Sustainable development goals and the European Cohesion Policy: an application to the autonomous Region of Sardinia
Laura Cavalli (Fondazione Eni Enrico Mattei); Sandro Sanna (Regione Autonoma della Sardegna); Mia Alibegovic (Fondazione Eni Enrico Mattei); Filippo Arras (Regione Autonoma della Sardegna); Gianluca Cocco (Regione Autonoma della Sardegna); Luca Farnia (Fondazione Eni Enrico Mattei); Emanuela Manca (Regione Autonoma della Sardegna); Luisa F. Mulas (Regione Autonoma della Sardegna); Marco Onnis (Regione Autonoma della Sardegna); Sandro Ortu (Regione Autonoma della Sardegna); Ilenia G. Romani (Fondazione Eni Enrico Mattei); Marta Testa (Regione Autonoma della Sardegna)
Journal of Urban Ecology, Volume 7, Issue 1, 2021
Paramount to the implementation of the 2030 Agenda and the effective tackling of the 17 sustainable development goals (SDGs) is the cooperation and coordination of the different levels of government—i.e. the supranational, national and local levels.
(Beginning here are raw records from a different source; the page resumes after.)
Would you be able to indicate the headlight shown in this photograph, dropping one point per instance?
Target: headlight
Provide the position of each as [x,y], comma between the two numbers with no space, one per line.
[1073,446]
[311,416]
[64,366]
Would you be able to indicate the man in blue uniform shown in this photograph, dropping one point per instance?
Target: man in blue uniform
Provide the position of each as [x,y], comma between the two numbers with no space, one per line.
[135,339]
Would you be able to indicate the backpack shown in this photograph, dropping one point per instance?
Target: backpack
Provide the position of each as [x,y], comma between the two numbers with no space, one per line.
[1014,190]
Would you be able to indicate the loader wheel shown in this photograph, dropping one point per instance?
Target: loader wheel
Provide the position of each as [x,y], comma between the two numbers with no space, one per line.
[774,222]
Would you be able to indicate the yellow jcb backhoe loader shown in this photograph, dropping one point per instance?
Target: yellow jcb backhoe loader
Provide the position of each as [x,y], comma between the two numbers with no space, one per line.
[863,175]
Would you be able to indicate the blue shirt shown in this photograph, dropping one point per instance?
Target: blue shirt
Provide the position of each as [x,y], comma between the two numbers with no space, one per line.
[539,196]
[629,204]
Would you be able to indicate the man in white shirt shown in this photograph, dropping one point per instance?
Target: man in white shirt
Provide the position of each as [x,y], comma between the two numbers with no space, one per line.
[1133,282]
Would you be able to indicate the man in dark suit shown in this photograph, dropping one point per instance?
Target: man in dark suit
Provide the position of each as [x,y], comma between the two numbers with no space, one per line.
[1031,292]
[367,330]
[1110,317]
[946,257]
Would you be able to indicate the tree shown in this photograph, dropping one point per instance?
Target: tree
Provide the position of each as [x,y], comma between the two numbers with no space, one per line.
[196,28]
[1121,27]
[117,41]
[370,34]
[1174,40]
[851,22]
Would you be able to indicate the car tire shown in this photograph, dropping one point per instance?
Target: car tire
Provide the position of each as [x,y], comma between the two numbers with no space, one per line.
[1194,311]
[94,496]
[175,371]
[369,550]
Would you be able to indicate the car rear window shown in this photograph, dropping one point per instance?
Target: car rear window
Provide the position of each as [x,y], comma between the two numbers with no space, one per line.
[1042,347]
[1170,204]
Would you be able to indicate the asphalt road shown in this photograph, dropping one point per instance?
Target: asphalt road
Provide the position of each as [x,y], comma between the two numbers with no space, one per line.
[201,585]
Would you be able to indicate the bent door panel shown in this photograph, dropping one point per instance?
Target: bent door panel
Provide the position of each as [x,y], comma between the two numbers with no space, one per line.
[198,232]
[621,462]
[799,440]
This is due to the very nature of the SDGs, which are multi-dimensional and intended to guide and boost sustainable development at multiple scales. The European Union (EU) demonstrated a full commitment to the Agenda, making sustainable development a top priority. In fact, the five strategic objectives of the EU are modelled on the principles of the 2030 Agenda and the Cohesion Policy, EU’s most transversal policy, is designed to give a direct contribution to the tackling of the 17 SDGs. Introducing a new methodology to evaluate the sustainability of operational programmes co-financed by the EU, the following paper aims to contribute to the building literature around the question of monitoring public investments regarding sustainability criteria. By matching the 169 targets of the 2030 Agenda with the 143 intervention fields of the Cohesion Policy, with specific reference to Sardinia’s European Regional Development Fund and European Social Fund 2014–2020 Regional Operational Programmes, the present work introduces the key features of the model developed and its first results. The model could be of valuable support to policymakers who now have an innovative tool to monitor investments’ coherence with the sustainability standards of the 2030 Agenda.